Yue Pan, MS, Department of Public Health Sciences, University of Miami, Miami, FL
Daniel Feaster, PhD, Department of Public Health Sciences, University of Miami, Miami, FL
Weize Wang, MA, Department of Epidemiology, Robert Stempel College of Public Health & Social Work at Florida International University, Miami, FL
Rui Duan, MPH, Department of Epidemiology and Public Health, University of Miami, Miami, FL
Zoilyn L Gomez, MPH, Department of Epidemiology and Public Health, University of Miami, Miami, FL
Ke-Sheng Wang, PhD, Department of Biostatistics and Epidemiology, College of Public Health, East Tennessee State University, Johnson City, TN
Tiffany L Kyle, PhD, The Center for Drug Free Living, The Center for Drug Free Living, Orlando, FL
Susan Tross, PHD, Department of Psychiatry, Columbia University, New York, NY
Lisa R. Metsch, PhD, Department of Sociomedical Sciences, Mailman School of Public Health, Columbia University, New York, NY
Although sexual risk behavior among drug users is highly associated with HIV transmission, gender-specific patterns in sexual risk have previously received less systematic study among this particular population. This study examined gender differences in a variety of sexual risk behaviors, such as multiple partners, type of partner (primary or non-primary), site of penetration (vaginal or anal), protection (condom use or no condom use), substance use prior to sex and partners' HIV status (HIV-positive, negative, and unknown). Participants were 777 male and 504 female clients from 12 US community-based substance use disorder treatment programs participating in the National Drug Abuse Treatment Clinical Trials Network protocol CTN0032. Chi-sq test and negative binomial regression via generalized estimating equations (GEE) model were used in the statistical analysis. Results showed that female clients reported more unprotected sex with their primary partner (OR=1.27, 95%CI 1.01-1.59, p=0.04), unprotected sex while using drugs or alcohol (OR=1.41, 95%CI 1.03-1.92, p=0.03), unprotected sex with HIV-positive partners (OR=4.55, 95%CI 1.15-16.67, p=0.03) and partners with unknown serostatus (OR=2.13, 95%CI 1.47-3.13, p<0.0001) than male clients, adjusted for time, ethnicity, age, education, marital status, income and if ever in jail. Male clients reported significantly more anal sex (OR=1.66, 95%CI 1.13-2.43, p=0.01) than did female clients. Men also reported more unprotected sex with their non-primary partners (OR=1.89, 95%CI 1.19-2.99, p=0.01) when only adjusted for time. No significant gender differences were identified in number of sexual partners, vaginal sex or sex with HIV-negative partners. Gender specific intervention approaches may be indicated and are discussed.

Learning Areas:

Planning of health education strategies, interventions, and programs
Protection of the public in relation to communicable diseases including prevention or control
Social and behavioral sciences

Learning Objectives:
Describe sexual risk profiles of men and women in substance abuse treatment. Identify differences in sexual risk profiles and identify differential targets for gender-specific interventions.

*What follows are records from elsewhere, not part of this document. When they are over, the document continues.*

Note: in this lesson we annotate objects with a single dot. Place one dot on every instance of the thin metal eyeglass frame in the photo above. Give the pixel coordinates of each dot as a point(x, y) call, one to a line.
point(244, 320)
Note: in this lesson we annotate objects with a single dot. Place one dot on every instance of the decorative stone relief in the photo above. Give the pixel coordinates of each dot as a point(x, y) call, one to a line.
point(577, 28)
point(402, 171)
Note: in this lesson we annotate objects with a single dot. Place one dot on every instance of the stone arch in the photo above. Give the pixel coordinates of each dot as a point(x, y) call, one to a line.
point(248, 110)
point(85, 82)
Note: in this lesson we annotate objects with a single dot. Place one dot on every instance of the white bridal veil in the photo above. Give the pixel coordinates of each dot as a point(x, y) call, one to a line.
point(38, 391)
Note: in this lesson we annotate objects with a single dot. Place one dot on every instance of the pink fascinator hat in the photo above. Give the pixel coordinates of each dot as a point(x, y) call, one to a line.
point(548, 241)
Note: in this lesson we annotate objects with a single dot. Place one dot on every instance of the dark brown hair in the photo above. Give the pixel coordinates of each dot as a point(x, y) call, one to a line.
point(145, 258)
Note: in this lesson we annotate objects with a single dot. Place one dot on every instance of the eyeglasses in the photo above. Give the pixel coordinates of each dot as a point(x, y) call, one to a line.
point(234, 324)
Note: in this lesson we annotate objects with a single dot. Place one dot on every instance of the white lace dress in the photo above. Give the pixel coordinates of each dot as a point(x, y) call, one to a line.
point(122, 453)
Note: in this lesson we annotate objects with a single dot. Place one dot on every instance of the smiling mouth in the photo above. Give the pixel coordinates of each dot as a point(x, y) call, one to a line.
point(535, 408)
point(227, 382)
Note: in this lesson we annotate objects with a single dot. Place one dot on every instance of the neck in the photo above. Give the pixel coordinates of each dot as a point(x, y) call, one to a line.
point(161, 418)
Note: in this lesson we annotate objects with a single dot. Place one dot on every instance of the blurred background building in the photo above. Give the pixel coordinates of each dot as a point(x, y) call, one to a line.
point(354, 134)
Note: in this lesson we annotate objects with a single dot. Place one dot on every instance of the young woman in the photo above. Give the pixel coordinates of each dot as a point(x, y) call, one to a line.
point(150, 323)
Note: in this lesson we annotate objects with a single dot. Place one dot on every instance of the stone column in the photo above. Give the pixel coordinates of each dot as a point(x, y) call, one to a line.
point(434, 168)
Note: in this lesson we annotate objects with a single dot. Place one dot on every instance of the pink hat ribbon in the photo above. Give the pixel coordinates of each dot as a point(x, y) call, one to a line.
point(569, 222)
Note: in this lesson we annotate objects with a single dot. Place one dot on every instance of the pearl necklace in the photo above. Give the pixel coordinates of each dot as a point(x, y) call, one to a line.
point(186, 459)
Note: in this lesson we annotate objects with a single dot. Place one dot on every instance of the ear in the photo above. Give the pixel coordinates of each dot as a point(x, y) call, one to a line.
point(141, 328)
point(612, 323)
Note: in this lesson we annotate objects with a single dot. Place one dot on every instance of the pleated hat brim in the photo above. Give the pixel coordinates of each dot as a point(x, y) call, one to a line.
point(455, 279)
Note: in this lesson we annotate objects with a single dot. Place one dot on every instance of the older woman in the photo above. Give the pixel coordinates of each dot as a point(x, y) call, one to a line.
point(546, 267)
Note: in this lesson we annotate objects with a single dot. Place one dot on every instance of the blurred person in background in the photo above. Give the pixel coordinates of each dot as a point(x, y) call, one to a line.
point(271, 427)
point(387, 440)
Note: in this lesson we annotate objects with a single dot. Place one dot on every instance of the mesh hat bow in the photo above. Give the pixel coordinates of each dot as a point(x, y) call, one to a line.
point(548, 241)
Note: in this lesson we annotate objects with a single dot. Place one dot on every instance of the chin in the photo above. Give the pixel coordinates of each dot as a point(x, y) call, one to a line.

Keyword(s): HIV Risk Behavior, Substance Abuse Treatment

Presenting author's disclosure statement:

Qualified on the content I am responsible for because: I performed and initiated the analysis and have been part of data analysis team on the larger protocol and quality assurance. Further, I have a background in working with sexual risk behavior among substances use clients.
Any relevant financial relationships? No

I agree to comply with the American Public Health Association Conflict of Interest and Commercial Support Guidelines, and to disclose to the participants any off-label or experimental uses of a commercial product or service discussed in my presentation.